Lawmakers at all levels of government have attempted to open the area for oil and natural gas development, a move critics argue will harm the fishing and tourism industries. Those opposed to offshore drilling point to the damage caused by the 2010 Deepwater Horizon spill, one of the deadliest that has occurred in recent years.
The 2010 British Petroleum (BP) Deepwater Horizon oil spill occurred due to a faulty concrete core of which a surge of natural gas was blasted against. The surge resulted in an explosion, killing 11 around the area and creating a massive environmental impact on the surrounding area.
Ever since that 87-day long disaster, many Floridians on both sides of the aisle have been strongly opposed to any measure that attempts to open the coastline to offshore drilling.
“If you look at public opinion polling in Florida, it doesn’t matter how far from the coast this drilling is … people just don’t like it,” Politico Climate and Energy Reporter Zack Colman said. “You can ask Republican congressmen, ‘Are there any conditions in which you would support offshore drilling?’ And uniformly, lawmakers have told me, ‘No way, there’s no way I can support this.’”
Additionally, a Quinnipiac University poll of Florida voters released March 13, 2019 showed that 64% opposed the practice of offshore drilling.
Countless bills have been introduced recently in both chambers of Congress, including those of Republican Senator Marco Rubio and Naples Representative Francis Rooney, who disagree on how long offshore drilling should be banned, as the current moratorium lasts until 2022.
Rubio’s bill bans offshore drilling in the eastern Gulf of Mexico, but only through 2027. On the other hand, Rooney’s bill bans offshore drilling permanently, a move the Trump administration does not agree with.
Many Floridians on both sides of the aisle have been strongly opposed to any measure that attempts to open the coastline to offshore drilling.
The Trump administration supports Rubio’s bill, but plans on vetoing Rooney’s bill as a result of the administration being uncomfortable with a permanent ban on offshore drilling in the eastern Gulf of Mexico.
Rooney and others have also stated that besides the environmental effects, the military can also benefit from the ban on offshore drilling.
“A study the military did last year showed that the most intense testing going forward is just east of that line,” Rooney said. “There’s high-tech radio frequency work and some other kinds of classified work going on.”
Offshore drilling is permitted in the central and western portions of the Gulf of Mexico, off the Texas and Louisiana coasts, as lawmakers in those states oppose most restrictions on drilling.

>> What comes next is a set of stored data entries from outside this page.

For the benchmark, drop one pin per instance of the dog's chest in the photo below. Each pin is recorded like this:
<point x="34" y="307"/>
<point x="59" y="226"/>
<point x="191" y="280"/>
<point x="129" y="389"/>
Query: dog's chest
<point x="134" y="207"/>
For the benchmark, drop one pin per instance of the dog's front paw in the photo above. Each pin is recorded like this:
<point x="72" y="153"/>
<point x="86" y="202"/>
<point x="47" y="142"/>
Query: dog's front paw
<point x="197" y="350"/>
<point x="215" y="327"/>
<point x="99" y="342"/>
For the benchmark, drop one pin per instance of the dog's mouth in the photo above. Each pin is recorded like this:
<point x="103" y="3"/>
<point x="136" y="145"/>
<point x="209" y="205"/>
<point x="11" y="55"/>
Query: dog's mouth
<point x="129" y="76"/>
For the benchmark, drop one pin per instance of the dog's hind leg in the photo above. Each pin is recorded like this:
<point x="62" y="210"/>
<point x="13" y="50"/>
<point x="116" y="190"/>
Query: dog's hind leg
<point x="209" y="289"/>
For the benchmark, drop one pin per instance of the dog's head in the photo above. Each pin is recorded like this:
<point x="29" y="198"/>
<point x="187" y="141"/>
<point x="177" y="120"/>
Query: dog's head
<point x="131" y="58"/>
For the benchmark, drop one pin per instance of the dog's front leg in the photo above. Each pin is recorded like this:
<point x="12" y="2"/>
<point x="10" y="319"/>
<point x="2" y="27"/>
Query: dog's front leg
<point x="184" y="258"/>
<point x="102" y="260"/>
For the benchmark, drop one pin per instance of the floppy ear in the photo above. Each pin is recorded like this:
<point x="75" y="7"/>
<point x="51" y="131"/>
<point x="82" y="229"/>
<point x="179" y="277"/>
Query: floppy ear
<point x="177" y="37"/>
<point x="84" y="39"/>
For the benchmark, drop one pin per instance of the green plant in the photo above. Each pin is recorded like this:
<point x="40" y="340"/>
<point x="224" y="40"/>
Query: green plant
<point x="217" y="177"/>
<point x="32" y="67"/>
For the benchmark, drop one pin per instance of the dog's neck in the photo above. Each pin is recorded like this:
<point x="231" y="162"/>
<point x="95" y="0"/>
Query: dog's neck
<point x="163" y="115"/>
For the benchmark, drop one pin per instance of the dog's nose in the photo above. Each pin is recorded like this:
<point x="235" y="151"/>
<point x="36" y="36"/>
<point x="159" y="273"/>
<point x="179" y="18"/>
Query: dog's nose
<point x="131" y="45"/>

Floridians, however, do not see eye-to-eye with the Trump administration on this issue.
In the November 2018 midterm elections, Florida voters overwhelmingly approved Amendment 9, banning drilling in state-controlled waters, which stretch 3 miles off the Atlantic Coast and 9 off the Gulf of Mexico coast, respectively.
Even Governor Ron DeSantis, a relatively strong Trump ally, signed an executive order in January to commit the Department of Environmental Protection to “adamantly oppose all offshore oil and gas activities off every coast in Florida and hydraulic fracturing in Florida.”
While the future for offshore drilling is relatively unknown, lawmakers and voters are surely integral to guiding it towards their intended path.